Jetzt ist es schwierig zu sagen, ob der Fokus seiner Aufmerksamkeit auf dem Apple Bildschirm oder unentwegt auf dem Publikum ruht, wie beim letzten Mal im Fluc. Er beginnt druckvoll, ab der dritten Nummer ist Peaktime angesagt, heftig pumpender Technowahnsinn. Dieses Mal ist die Vorstellung von Juan Atkins keine frontale Kanzelpredigt, er steht auch räumlich nicht so sehr im Vordergrund, dennoch bleibt er natürlich der Nucleus, die Leute tanzen um ihn herum wie Elektronen, denen er die Bahn vorgibt. Soweit, so gut. Die Erwartungshaltung vom letzten Mal ist extrem hoch, es scheint unwahrscheinlich, dass Juan Atkins seinen Gig im Fluc toppen kann. Doch dann passiert etwas, mit dem zumindest ich nicht gerechnet habe, denn er überrascht mit einem unerwarteten Stil Wechsel – from Detroit to Disco!
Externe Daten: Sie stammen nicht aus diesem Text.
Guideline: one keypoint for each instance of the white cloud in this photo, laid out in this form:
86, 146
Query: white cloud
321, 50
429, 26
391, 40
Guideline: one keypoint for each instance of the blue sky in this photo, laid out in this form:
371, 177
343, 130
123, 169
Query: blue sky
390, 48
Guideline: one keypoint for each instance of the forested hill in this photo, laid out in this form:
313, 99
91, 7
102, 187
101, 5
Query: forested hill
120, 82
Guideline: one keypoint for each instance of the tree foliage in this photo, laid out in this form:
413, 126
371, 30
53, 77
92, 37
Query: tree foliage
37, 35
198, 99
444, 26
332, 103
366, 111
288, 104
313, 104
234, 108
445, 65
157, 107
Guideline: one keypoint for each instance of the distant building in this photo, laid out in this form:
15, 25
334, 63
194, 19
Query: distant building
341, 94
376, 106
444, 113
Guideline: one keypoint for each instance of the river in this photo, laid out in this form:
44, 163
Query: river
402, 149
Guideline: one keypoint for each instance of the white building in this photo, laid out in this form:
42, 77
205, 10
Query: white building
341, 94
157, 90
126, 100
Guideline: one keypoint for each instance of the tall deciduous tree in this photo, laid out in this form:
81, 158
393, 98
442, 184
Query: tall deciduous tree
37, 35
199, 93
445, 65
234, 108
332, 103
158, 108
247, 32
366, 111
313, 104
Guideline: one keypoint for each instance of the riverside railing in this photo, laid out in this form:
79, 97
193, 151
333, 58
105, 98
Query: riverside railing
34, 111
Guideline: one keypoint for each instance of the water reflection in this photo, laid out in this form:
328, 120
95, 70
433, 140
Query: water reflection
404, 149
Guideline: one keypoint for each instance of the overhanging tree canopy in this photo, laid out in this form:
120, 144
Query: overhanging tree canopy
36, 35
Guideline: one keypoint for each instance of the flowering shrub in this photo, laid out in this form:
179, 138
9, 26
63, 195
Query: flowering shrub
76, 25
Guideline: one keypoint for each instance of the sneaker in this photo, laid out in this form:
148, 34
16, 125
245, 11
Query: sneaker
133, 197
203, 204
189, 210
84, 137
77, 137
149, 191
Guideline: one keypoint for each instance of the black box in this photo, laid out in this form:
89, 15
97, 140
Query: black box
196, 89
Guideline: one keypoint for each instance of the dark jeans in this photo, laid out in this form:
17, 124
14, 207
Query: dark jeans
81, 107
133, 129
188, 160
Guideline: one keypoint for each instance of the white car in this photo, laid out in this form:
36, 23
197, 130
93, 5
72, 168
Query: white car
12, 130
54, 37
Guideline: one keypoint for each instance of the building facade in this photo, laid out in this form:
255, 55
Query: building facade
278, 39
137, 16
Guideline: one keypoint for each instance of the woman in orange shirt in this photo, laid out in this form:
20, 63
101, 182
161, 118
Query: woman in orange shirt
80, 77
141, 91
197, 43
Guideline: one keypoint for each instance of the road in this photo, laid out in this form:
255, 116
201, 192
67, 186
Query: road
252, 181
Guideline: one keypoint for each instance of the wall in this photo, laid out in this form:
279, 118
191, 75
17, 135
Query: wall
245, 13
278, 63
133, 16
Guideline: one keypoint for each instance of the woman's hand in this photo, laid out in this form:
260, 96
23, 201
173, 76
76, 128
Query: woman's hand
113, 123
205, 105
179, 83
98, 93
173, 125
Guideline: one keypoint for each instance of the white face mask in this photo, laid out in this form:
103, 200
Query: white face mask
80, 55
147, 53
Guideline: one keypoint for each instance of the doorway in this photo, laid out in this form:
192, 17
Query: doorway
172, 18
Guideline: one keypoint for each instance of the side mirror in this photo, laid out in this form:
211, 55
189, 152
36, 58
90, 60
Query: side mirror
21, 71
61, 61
Juan Atkins schmuggelt New Orders "Blue Monday" in sein taffes Techno-Set. Kollektive Überraschung, Jubel, Geil! Musikalisch bleiben wir dann auch gleich im Jahr 1982 mit Sylvesters "Do you wanna funk". Danach Donna Summer - Yes, we feel love - und Juan Atkins beendet den Disco-Ausflug nach einigen anderen Klassikern mit "The Chase" - nein, nicht seinen eigenen Model 500 Hit, sondern mit "The Chase" von Giorgio Moroder. Treppenwitz! Danach schaut der Acid Roland vorbei und wir tanzen glücklich, weil uns - und bis - das Licht aufgeht.